An established artist and writer, Harrison has more than 100 limited edition reproductions to his name. Reminiscent of his earlier experiences as a sign painter, his work is known for chronicling earlier twentieth century rural life. His strong feelings for rural America touched on every aspect of earlier ways of living, and his subjects -- railroad stations, churches, one room schoolhouses, country stores, covered bridges, and farm buildings -- representing the spirit of an agrarian society.
"I sincerely try to put meaning to all of this in hopes it has some historical value. The subjects I’m interested in certainly need to be captured in books and on canvas. They were an important part of our past," Harrison said. "With my art what you see is what you get. I hope that my paintings need no explanation. I simply want to communicate my message to the common man on the street who claims to have no knowledge of art but does know what he likes.”
Harrison credited his mother with providing the encouragement for him to develop his artistic interests beyond that of sign painting. Her investment in his first art kit led to a lifetime of work. During his years at Denmark High School, he was the "class artist" and after graduation, he began his college career at the University of South Carolina. Torn between his love of art and the enjoyment of athletics, he pursued a dual major in art and physical education. "At the time, I never really saw any future for me in fine art. In college I sensed a feeling that making a living for an artist was for the very few," said Harrison. "My interest in drawing and painting was never replaced by my newly chosen courses in education, but it seemed more practical at that time. I can't remember a day passing that I did not do a little sketching of some sort."

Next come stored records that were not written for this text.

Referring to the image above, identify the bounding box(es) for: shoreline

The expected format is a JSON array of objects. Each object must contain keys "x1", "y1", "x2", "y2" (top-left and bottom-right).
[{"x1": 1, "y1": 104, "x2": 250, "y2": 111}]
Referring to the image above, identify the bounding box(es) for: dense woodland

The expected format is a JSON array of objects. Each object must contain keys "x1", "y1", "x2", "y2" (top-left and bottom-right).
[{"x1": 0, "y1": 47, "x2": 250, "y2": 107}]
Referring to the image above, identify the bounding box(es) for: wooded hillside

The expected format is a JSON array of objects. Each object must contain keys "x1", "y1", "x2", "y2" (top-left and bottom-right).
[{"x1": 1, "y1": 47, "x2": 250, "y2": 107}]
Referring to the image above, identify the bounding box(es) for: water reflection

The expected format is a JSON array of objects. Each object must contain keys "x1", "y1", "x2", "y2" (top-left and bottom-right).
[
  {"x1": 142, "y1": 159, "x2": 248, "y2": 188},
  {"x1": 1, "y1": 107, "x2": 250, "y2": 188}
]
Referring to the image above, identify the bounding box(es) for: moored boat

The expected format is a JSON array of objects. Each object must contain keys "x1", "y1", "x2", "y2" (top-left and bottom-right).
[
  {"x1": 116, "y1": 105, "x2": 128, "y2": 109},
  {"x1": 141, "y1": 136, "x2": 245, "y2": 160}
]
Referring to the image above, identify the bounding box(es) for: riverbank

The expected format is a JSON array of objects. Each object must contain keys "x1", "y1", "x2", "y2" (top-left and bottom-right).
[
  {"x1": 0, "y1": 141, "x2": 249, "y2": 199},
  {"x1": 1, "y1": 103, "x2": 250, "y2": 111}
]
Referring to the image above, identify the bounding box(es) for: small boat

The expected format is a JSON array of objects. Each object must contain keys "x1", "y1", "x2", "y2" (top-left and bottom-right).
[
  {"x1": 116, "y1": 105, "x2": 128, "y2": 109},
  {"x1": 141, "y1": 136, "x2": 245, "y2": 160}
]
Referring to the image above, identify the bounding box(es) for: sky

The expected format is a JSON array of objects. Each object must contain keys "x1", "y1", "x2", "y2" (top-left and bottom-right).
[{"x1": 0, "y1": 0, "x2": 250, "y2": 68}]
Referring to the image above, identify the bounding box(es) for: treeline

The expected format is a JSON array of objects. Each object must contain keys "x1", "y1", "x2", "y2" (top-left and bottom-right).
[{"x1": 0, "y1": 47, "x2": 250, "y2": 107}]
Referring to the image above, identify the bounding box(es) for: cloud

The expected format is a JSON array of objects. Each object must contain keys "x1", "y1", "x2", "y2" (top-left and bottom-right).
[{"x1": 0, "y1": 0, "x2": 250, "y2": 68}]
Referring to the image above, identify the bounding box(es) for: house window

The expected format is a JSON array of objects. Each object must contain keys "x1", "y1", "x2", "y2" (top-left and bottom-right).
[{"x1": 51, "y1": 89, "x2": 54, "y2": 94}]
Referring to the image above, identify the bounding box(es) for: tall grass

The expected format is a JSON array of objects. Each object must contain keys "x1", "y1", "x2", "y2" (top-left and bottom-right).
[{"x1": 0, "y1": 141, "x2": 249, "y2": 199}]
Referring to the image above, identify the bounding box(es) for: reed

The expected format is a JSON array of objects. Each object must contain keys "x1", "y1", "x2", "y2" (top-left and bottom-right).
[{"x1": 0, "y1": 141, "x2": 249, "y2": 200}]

His first job after college marked the beginning of a successful 11-year high school coaching career at three schools. However, his love for art was never far from him. In the mid-1960s, he met Zita Mellon, an elderly art teacher in Allendale, South Carolina. Mellon offered him the encouragement to realize his potential. "I painted and I painted and I painted. And she helped me," he said. "It was the first time I’d had a taste of experiencing a little bit of the life of an artist." This experience led to one of the major decisions in his life as he turned down an offer to be an assistant coach at Furman University and returned to his hometown to pursue his career as an artist.
With no knowledge of the art market but with enthusiasm and excitement, Harrison and his wife, Margaret, headed to New York City in 1970 for the Fall Greenwich Village sidewalk art show. His only sale during the three-week show was an $85 original, and the trip cost him $800. "But I learned a lot on the sidewalks of New York," he added. Several years on the sidewalk circuit served him well as he learned his trade and the business of art.
In the early 1970s, he published his first print, "Coastal Dunes," and his work soon gained the attention of the nation’s leading publisher of limited edition prints, Frame House Gallery of Louisville, Kentucky. Since the publication of his first print, many of his prints have appreciated up to 3000 percent of their original value. In 1975, he became associated with Hammer Galleries in New York and his one-man show a few years later was a complete sell out before the exhibit opened. Five other successful one-man shows followed and later shows in San Francisco proved to be equally successful.
Today, Harrison’s work is distributed through Jim Harrison Prints in Denmark. His work was his life, and he surrounded himself with the things he loved. Spending much of his career as an artist in Denmark was returning to his roots, and the Jim Harrison Gallery is housed in the very building where the young artist got his start more than fifty years ago as an apprentice sign painter for J.J. Cornforth. "I have a feeling for what I paint," said Harrison. "I have a saying that art must have emotion in it. I like to paint and write about the things I know -- which are rural things. It's where I live and where I grew up."
Jim Harrison left this world in 2016 but his work lives on. Thanks to the dedication of his wife Margaret to continuing to share his art, Jim Harrison Gallery features original paintings as well as prints from Harrison’s more than fifty-year career as an artist. Located on South Main Street in Denmark, the Jim Harrison Gallery is open to the public.